A miracle play in one act
We need a setting here: visualize yourself sitting with a few friends around a campfire. In, um, southwestern Virginia in the Blue Ridge Mountains. It’s dark and there’s a billion stars above us. It’s my turn to tell a story…
“So, this one day at work in the Isle of Man, I leave the office at 11:15 AM, and walk the 200 yards to my car. At 11:50 AM, I walk into the Subway in the center of Douglas and pick up the sandwiches for lunch at the office. I’m back at the office less than an hour after I walked out.”
A ten-year-old raises his hand: “Wait – what happened between 11:15 and 11:50?”
“I registered my car.”
<FX> The kids fall all over themselves laughing.
“C’mon Uncle Lee! We’re ten years old – we don’t fall for that sort of Santa Claus story any more.” The parents shake their heads that I’m putting such silly ideas into the young uns’ heads.
“No seriously,” I say, “It’s true! I’m not making this up!” [1]
I’ll swear it on a stack of bibles: I first drove to my insurance office, where an official stamped copy of my confirmation of insurance was waiting. Then I went to the main downtown Post Office. If you’re not from the UK, you may not realize that the Post Office is a governmental hub in this culture. People (admittedly mostly older ones) do their savings there, pay their utility bills, do money exchange for travel, get fishing licenses, and indeed, register their cars. I find it fascinating that person N stepping up to the counter may want to send a package to France, person N+1 may want to register his motorcycle. The clerks take it all in complete stride.
Anyway, I stand in the queue for 5-10 minutes until the (pleasant female) digitized voice invites me to register 2. I hand the guy my (one-page) registration form, insurance proof, and prior registration from when I bought the car (in the UK). “You’ll need the tax form too,” he says. He steps away from his desk and reappears with that form – also one page. I fill it out; he sits as if he hasn’t a care in the world. He stamps a couple of things, tells me it’ll be £125 all told. I pull out my debit card, he slides the little machine over, and I do the chip-and-PIN dance.
“In the States, people wait for hours at the Department of Motor Vehicles to do this,” I say. He looks at me, trying to imagine such a thing. “Hours?” “Oh yeah, literally hours of waiting in line.” He shakes his head, wondering how the Yanks ever made it as a nation, no doubt.
I get back to the office with the sandwiches. Tell the American contingent my car registration story. They look at me, then quietly go back to their desks with their foot-long chicken tikka on wheat. It’s sad, they think, that good old Lee is losing his mind at such a relatively young age.
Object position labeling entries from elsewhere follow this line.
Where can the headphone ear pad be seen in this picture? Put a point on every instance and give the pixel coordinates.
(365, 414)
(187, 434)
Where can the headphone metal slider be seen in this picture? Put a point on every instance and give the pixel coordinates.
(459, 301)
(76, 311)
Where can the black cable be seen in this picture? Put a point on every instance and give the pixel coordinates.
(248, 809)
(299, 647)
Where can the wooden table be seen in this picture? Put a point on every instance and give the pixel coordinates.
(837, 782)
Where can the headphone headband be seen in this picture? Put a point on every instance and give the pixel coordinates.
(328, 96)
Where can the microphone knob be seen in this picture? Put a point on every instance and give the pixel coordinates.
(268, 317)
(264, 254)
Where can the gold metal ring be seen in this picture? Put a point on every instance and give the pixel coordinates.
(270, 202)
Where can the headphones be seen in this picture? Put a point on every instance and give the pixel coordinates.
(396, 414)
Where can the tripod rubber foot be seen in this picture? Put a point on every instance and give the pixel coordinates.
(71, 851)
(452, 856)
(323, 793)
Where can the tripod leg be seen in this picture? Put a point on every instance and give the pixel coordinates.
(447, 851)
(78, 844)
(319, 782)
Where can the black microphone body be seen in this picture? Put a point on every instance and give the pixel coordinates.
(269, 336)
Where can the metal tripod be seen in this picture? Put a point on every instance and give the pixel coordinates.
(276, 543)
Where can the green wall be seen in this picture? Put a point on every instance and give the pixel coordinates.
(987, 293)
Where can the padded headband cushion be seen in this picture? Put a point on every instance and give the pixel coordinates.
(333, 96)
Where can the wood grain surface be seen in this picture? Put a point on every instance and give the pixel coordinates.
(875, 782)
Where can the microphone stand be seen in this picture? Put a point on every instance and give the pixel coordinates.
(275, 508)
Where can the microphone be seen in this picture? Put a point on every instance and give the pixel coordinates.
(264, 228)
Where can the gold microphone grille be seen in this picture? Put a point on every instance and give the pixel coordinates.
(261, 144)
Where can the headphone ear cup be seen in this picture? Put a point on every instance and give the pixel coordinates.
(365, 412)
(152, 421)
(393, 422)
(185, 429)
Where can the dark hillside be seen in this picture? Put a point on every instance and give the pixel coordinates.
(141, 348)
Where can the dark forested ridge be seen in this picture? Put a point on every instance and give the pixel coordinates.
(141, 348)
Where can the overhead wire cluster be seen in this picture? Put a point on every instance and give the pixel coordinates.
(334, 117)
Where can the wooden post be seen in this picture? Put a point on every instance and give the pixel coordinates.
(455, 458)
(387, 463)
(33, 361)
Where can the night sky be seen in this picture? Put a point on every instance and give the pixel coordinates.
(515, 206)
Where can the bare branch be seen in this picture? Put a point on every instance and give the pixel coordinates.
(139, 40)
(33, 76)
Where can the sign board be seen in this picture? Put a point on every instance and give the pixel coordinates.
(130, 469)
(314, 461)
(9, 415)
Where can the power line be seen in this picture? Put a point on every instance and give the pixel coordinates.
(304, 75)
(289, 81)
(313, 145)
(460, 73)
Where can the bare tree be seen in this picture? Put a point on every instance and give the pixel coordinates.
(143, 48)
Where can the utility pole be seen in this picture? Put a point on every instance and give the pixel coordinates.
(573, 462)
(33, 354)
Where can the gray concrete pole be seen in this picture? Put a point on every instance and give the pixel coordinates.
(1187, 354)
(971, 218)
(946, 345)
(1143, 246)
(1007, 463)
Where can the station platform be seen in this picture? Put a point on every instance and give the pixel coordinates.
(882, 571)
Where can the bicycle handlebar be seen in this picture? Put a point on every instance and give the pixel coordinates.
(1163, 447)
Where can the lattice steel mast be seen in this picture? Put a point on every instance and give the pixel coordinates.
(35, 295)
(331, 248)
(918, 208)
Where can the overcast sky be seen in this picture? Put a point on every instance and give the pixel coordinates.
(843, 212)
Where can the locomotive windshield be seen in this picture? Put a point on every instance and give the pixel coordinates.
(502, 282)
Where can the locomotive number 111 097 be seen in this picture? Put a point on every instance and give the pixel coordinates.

[1] With apologies to Dave Barry

One small error Lee: “do their savings their”
Ai-ya! How incredibly embarrassing. Thanks Nat.
You re lucky you didn’t go there at 12:00pm. I went to the post office in Onchan (near the Shoprite) at 12:45 one day – The woman was outside in a chair. I asked why the door was closed and locked. She said “Ma’am, I’m having my lunch. We open again at 1pm”. (She wasn’t really having any lunch)I came back and had to wait in that same line. I was able to buy stamps, send the driving license application in, and buy a big bag of peanuts in one swoop.